I love the work that I do, my living son, my wife and marriage, the life that I have, and the people that I know.  I feel fortunate to call some amazing people by the title of “friend.” And when they hurt, it touches me deeply.  

But my emotional response to day-to-day issues has changed.  It diminished, and in some cases, ceases to exist.  Moreover, I just don’t view most problems as being big enough to justify my getting upset.

And at some level, about some issues, it is a case of “fuck it, I don’t care.”  In those cases, I wonder why I ever got upset about those things in the first place. 

I remember the first time this happened was at work; it was maybe a year after my son passed away. A vendor had messed something up.  One of my employees was standing in the doorway of my office, arms flapping, voice yelling, telling me how everything was screwed up, and they were going to get to the bottom of it.  

I wish I could paint a better picture for you, but my words are failing me.  Trust me when I say that the moment was surreal.  Yelling, anger, and this profound commitment to rip this vendor a new fecal orifice.  And all I could think was, “Fuck you, my kid’s dead.  I don’t have it in me to get upset about this.  Fix it and let me know when it’s done.”

Now to be fair, the vendor made a dumb mistake; they were wrong, and it was this person’s job to fix that issue.  I don’t remember how I responded to the employee, but I remember saying something like, “Sounds like you are on top of it.  Let me know if you need my help with anything,” which is a lot more professional than what I was actually thinking.
 
But, at that moment, I realized how much my world had changed, because in the months before I would have been upset too.  I would have jumped into the fray, ready to go. 

But, that day, that same problem seemed so small, so easily resolved, so meager.  Also, on that day, when no amount of yelling, arms flapping, or bitching would bring back my dead son, the futility and arrogance of those same actions were almost comical to witness.

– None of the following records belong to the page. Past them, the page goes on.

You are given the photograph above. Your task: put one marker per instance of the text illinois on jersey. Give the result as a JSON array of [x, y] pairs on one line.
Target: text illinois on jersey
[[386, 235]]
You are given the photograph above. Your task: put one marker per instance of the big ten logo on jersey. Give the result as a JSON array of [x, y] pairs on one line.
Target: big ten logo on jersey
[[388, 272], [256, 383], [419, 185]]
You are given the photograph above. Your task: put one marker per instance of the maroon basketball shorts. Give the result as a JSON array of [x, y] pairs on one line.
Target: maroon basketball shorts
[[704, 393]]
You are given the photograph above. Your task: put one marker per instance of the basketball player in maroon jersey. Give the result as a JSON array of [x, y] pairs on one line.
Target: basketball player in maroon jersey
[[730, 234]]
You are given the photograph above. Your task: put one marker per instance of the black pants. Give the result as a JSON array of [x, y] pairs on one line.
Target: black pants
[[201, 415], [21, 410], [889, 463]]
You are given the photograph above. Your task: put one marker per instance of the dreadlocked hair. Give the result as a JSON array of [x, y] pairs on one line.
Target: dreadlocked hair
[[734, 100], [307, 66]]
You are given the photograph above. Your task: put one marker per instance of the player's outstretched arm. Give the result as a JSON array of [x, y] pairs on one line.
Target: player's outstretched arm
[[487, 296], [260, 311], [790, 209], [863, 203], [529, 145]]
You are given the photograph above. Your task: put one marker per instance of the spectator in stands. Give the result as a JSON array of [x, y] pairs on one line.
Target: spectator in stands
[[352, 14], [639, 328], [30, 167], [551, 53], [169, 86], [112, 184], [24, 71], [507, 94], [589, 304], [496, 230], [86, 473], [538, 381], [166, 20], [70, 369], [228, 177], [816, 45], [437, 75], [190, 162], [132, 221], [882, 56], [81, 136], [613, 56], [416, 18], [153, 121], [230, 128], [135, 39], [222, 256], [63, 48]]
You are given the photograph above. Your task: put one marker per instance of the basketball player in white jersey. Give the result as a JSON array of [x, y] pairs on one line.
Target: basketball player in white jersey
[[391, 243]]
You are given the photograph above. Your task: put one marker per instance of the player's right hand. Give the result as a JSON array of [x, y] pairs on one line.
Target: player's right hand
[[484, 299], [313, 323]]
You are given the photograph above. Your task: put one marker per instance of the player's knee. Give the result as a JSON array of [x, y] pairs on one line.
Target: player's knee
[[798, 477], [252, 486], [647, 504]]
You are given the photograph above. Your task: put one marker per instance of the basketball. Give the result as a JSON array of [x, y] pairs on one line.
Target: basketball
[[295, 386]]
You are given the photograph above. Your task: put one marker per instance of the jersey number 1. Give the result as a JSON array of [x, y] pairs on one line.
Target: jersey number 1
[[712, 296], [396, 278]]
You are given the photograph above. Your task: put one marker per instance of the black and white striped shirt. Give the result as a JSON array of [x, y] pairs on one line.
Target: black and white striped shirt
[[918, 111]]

I think when you lose a child, you gain a perspective into how small most of the problems that we deal with really are.  It isn’t that you stop caring, but you recognize that some things just aren’t as important as you thought they were.  Solve it, fix it, get the job done, let me know if you need my help, but I’m not willing to invest that type of energy into getting upset anymore.
 
Now, let me be clear.  There are still plenty of things that piss me off, just not nearly as many as there were before. And most now feel like temporary annoyances as opposed to actual issues.  

And, because I’m investing less of my energy on stuff that doesn’t matter, I’m in a better place to enjoy the things that do.